«Ninguém tem de ler ou ouvir o que produzimos com benevolência, buscando entender – apesar de nós mesmos – aquilo que pretendíamos comunicar»
Quando aprendemos sobre sintaxe, é comum ouvirmos que o advérbio (ou o adjunto adverbial, ou o sintagma adverbial, ou como você quiser chamar aquela palavra ou conjunto de palavras de natureza adverbial) normalmente vem depois do verbo e de seu complemento, ao final de tudo; ouvimos também que ele pode ser movimentado para qualquer lugar da sentença sem nenhum problema.
Vejamos um exemplo comum desse tipo de afirmação:
Eu comi uma maçã hoje.
Hoje eu comi uma maçã. (ao gosto do gramático, com ou sem vírgula depois do hoje)
Eu hoje comi uma maçã.
Eu comi hoje uma maçã. (ao gosto do gramático, com o hoje entre vírgulas ou não)
Nas sentenças acima, o hoje pôde ocupar qualquer uma das posições existentes na estrutura da oração. Ele foi, de fato, passível de ser movimentado para qualquer lugar. O estudante aprende isso como sendo uma regra gramatical, vê um exemplo, fica convencido, assume essa verdade absoluta para a vida e vai embora, feliz e contente, crente de que aprendeu alguma regra fundamental e absoluta da vida. Ledo engano.
Faz um tempinho, vi um reels com a seguinte legenda: «Chico descobre que tá milionário com bitcoin ao vivo.» O vídeo era um recorte de uma participação em podcast do influencer Chico Veiga, também conhecido como Chico Moedas – para quem não associou o nome à pessoa, é aquele tal Chico da música da Luiza Sonza, aquele mesmo que foi acusado pela cantora de tê-la traído.
(Mas vamos voltar ao ponto central da conversa, porque a vida das celebridades não é o foco deste texto.)
Na legenda do vídeo, o termo «ao vivo» é claramente de natureza adverbial; tanto é que, inclusive, poderia ter sido trocado por um advérbio prototípico como “hoje”, “agora” ou outro termo do tipo. Só que, do jeito que a legenda do vídeo foi escrita – ressalte-se, seguindo a conhecida regra gramatical –, o “ao vivo” perdeu totalmente seu sentido de uso e ficou deslocado, criando uma estrutura final mal construída – ou, para dizer o mínimo, ambígua e passível de uma interpretação equivocada.
O fato de o «ao vivo» ter sido colocado ao final de tudo fez com que ele pudesse ser confundido com um termo de natureza adjetiva que qualificaria bitcoin, como se “bitcoin ao vivo” fosse um tipo específico de bitcoin.
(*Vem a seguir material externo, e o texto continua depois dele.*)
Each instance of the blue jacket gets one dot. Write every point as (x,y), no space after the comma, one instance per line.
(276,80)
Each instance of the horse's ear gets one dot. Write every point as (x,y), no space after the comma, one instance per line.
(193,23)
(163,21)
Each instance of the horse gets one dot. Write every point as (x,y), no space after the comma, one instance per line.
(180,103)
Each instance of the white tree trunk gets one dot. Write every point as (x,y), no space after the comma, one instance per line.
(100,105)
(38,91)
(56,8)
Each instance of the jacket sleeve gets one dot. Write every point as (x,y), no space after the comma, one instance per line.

A distância de «ao vivo» do verbo a que ele se liga, “descobre”, criou as condições para que presenciássemos o surgimento de mais uma criptomoeda: o “bitcoin ao vivo”. Naturalmente, esse não era o sentido da legenda, mas o problema é que a forma como o texto foi construído permite que cheguemos a essa interpretação.
Alguém poderia argumentar e dizer que seria “forçar a barra” entender o texto desse jeito, já que o contexto faria compreendermos que ele descobriu ao vivo que estava milionário. Bem, não tem outra forma mais educada de dizer: quem pensa assim, pensa errado. Se construímos nossos textos de forma ambígua, mal estruturados ou com problemas de coerência, a culpa é nossa, apenas nossa. Ninguém tem de ler ou ouvir o que produzimos com benevolência, buscando entender – apesar de nós mesmos – aquilo que pretendíamos comunicar.
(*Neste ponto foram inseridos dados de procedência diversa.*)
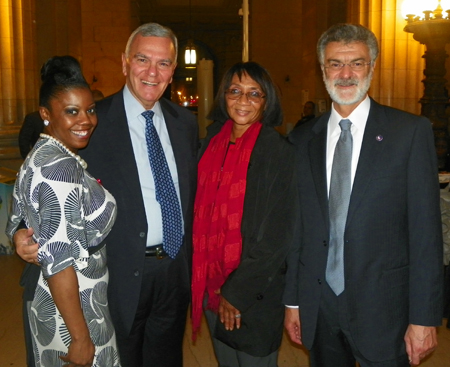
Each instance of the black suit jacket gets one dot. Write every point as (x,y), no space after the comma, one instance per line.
(393,235)
(110,159)
(255,288)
Exemplos como esse servem para mostrar que as regras gramaticais, pensadas de forma abstrata e desconexas, nem sempre vão nos ajudar com a boa escrita da língua portuguesa e não raramente vão nos colocar em alguns apuros. As regras existem e devem ser seguidas, isso é claro, mas elas precisam ser refletidas e confrontadas – ou, do contrário, estaremos diante de situações como a da legenda do vídeo: totalmente certa no quesito gramatical; totalmente errada nos quesitos compreensão e qualidade do texto. Servem ainda para nos mostrar como precisamos estar atentos e vigilantes para que nossos textos sejam bem escritos, expressem da maneira mais clara e fiel aquilo que pretendemos e permitam ao leitor/ouvinte uma boa experiência de comunicação.
É por isso que um bom estudante ou profissional da língua precisa conhecer bem as regras gramaticais, mas precisa mais ainda saber como e quando usá-las de maneira produtiva, tendo como objetivo usar dos recursos da língua da melhor forma possível dentro do contexto em que está. Sem isso, aquele que fala ou escreve se torna um robô, uma máquina inerte, incapaz de perceber o que está diante dele mesmo e grita por atenção.